Assessing PhD Assessments

A (total!) eclipse, travel, and hackathons have slowed down my blogging. That together with, for the first time, being asked to do the technical review of a book for a friend. All relevant experience and service, if anyone ask me! But I am ready to come back to Setting Physics to Stun!

This time I want to visit the topic of how adequate PhD assessment is. This topic is a little more academic than general scientific management, but I had some interactions with friends on the topic which it got me thinking. Also, in my (quantum) industry, I am frequently questioned by junior students on whether they should pursue a PhD to seek a scientific career in the field. So maybe this is a good chance to address these questions a bit.

The topic was brought to me by reading a Nature Editorial “Bring the PhD assessment to the twenty-first century” which was followed up by a poll. When I brought this up to colleagues that work in academia, I feel like they did not fully appreciate the issue being raised. Their claim was that “the market - both academic and private - seems to be happy with the process” given that rarely a person with a PhD - in physics, at least - find themselves unemployed. Fair statement. The editorial article itself highlights that not all PhD training is stuck in the past. But it strikes me as true that innovation and discovery in the field of education is struggling to find its way into the doctorate process (and generally in higher education at research institutions, given that successful postdocs and grad students - again, at least in physics - tend to be discouraged from engaging with teaching research too deeply).

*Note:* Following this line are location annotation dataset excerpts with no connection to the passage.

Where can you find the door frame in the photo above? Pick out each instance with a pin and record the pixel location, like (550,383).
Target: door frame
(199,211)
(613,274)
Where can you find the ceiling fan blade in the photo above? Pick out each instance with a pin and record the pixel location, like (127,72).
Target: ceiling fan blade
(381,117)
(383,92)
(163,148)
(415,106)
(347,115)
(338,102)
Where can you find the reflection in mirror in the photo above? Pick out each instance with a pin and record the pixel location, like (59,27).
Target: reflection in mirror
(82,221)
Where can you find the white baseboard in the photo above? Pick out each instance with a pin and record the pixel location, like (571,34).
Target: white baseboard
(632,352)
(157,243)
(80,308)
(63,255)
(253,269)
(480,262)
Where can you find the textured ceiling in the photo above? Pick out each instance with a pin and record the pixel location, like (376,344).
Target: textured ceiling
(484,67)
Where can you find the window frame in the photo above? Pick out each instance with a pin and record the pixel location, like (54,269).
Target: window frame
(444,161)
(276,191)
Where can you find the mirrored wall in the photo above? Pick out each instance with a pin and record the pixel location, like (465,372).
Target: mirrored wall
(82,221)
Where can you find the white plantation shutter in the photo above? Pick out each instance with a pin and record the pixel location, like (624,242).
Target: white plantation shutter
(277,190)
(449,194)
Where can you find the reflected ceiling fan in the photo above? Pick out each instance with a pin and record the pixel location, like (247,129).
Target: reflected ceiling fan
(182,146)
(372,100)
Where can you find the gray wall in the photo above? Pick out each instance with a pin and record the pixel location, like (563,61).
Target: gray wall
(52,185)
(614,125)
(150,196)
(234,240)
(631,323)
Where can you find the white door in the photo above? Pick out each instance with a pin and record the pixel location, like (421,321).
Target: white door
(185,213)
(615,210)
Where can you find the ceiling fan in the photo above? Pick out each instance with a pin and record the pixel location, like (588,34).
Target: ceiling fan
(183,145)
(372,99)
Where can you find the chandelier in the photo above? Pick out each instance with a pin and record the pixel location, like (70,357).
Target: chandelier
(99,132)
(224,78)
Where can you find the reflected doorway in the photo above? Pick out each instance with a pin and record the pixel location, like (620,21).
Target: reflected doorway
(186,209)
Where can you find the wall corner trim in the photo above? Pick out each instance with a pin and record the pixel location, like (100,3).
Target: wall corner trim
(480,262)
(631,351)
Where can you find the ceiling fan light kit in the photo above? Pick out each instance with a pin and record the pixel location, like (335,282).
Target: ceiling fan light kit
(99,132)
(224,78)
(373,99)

To try and ground this conversation, and hopefully help junior students understand what the commitment to do a PhD entails, let’s at least try to formalize a definition of the purpose of a PhD program:

The British Quality Assurance Agency for Higher Education states that a doctorate student should demonstrate the creation and interpretation of new knowledge that extends the forefront of the discipline and merits publication.

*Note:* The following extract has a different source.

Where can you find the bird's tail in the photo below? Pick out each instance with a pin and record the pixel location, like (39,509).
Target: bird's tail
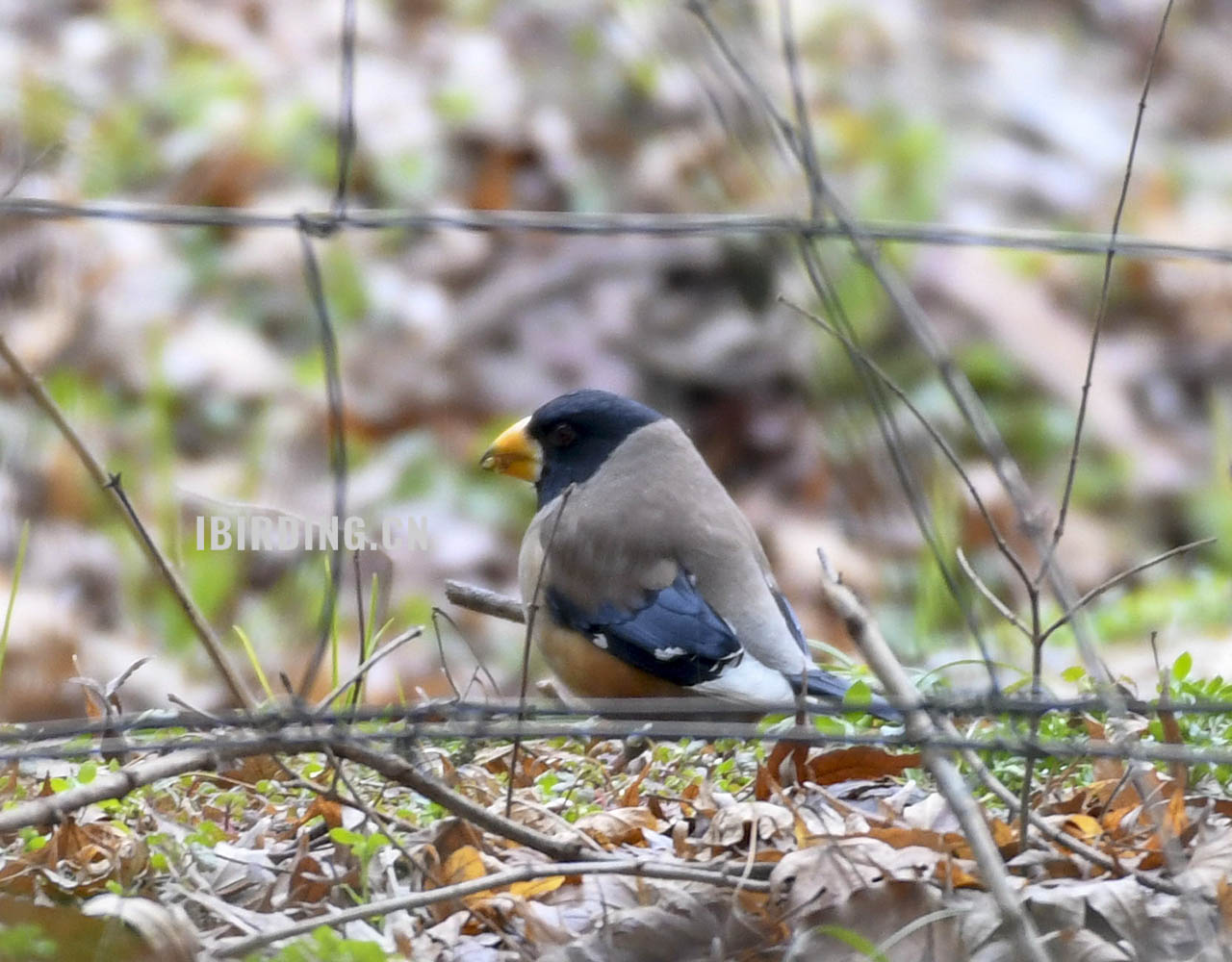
(824,685)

This definition may vary slightly from place to place, but makes it clear why a PhD experience can be relevant in industries of promising but not yet mature technologies (quantum tech, gene therapy, arguably AI before 2023): the path to commercialization and productization of the tech requires it to finish evolving, often requiring multiple knowledge breakthroughs at the forefront – what a PhD trains for.

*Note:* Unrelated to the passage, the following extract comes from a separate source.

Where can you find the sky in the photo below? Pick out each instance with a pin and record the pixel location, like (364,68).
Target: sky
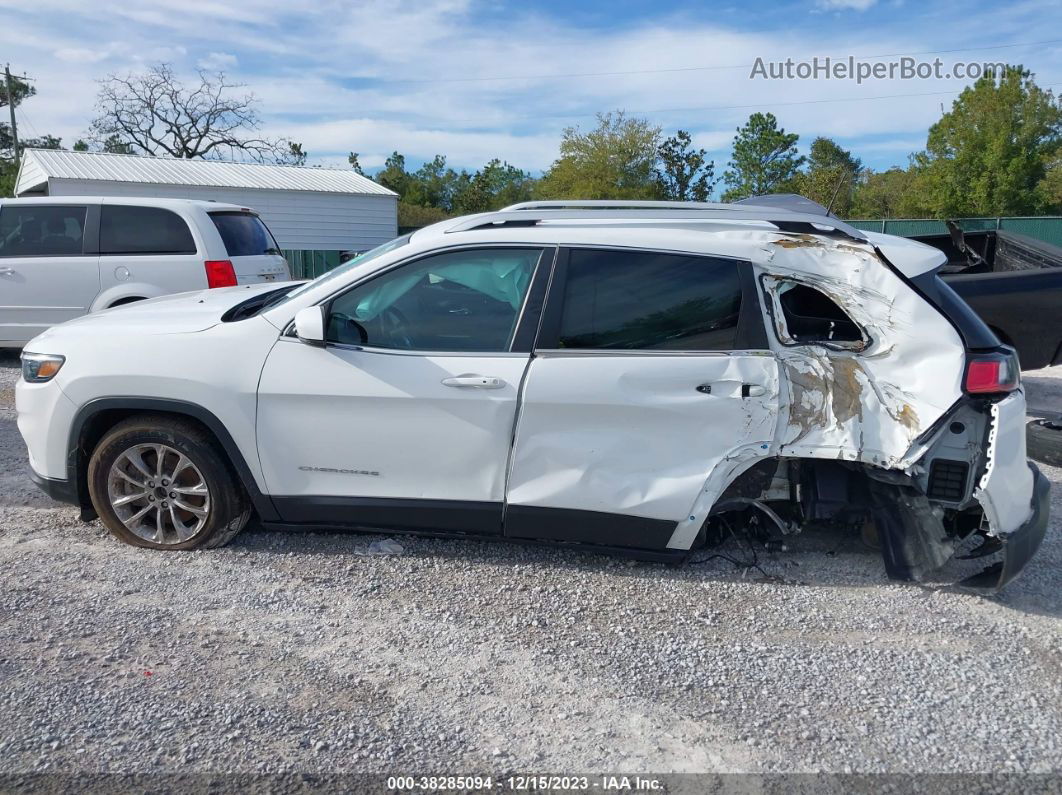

The editorial cites a couple of relevant references, a looong thesis and a short-but-not-so-recent article. I confess the thesis was too much of a commitment for me to study, but the article may help us itemize some concrete examples about what parts of the PhD assessment process do not have uniform clarity throughout the community:

  • How to determine a PhD committee? Should the student have a say? Should it be formed by experts only?
  • What matters most: the thesis write-up or the defense oral presentation? (Both are typically required. Neither is typically sufficient)
  • What is the purpose of the oral presentation? What should be its length? Is it just a rite of passage? Should it be private or public?

The list goes on.

Again, many, if not most, of these questions are decidedly addressed in the regulations and administrative rules of specific programs at different universities. So, for new students, perhaps these bring you some suggestions of questions to ask once you get accepted in a program. The broader questions are: (i) why there is no more common agreement across different institutions about how these should be organized? And (ii) how different choices for the above impact the experience and learning of the students?

I hope this brings up some relevant perspectives on scientific management on what says respect to the scientists themselves, and helps them analyze the culture of the organizations they decide to join.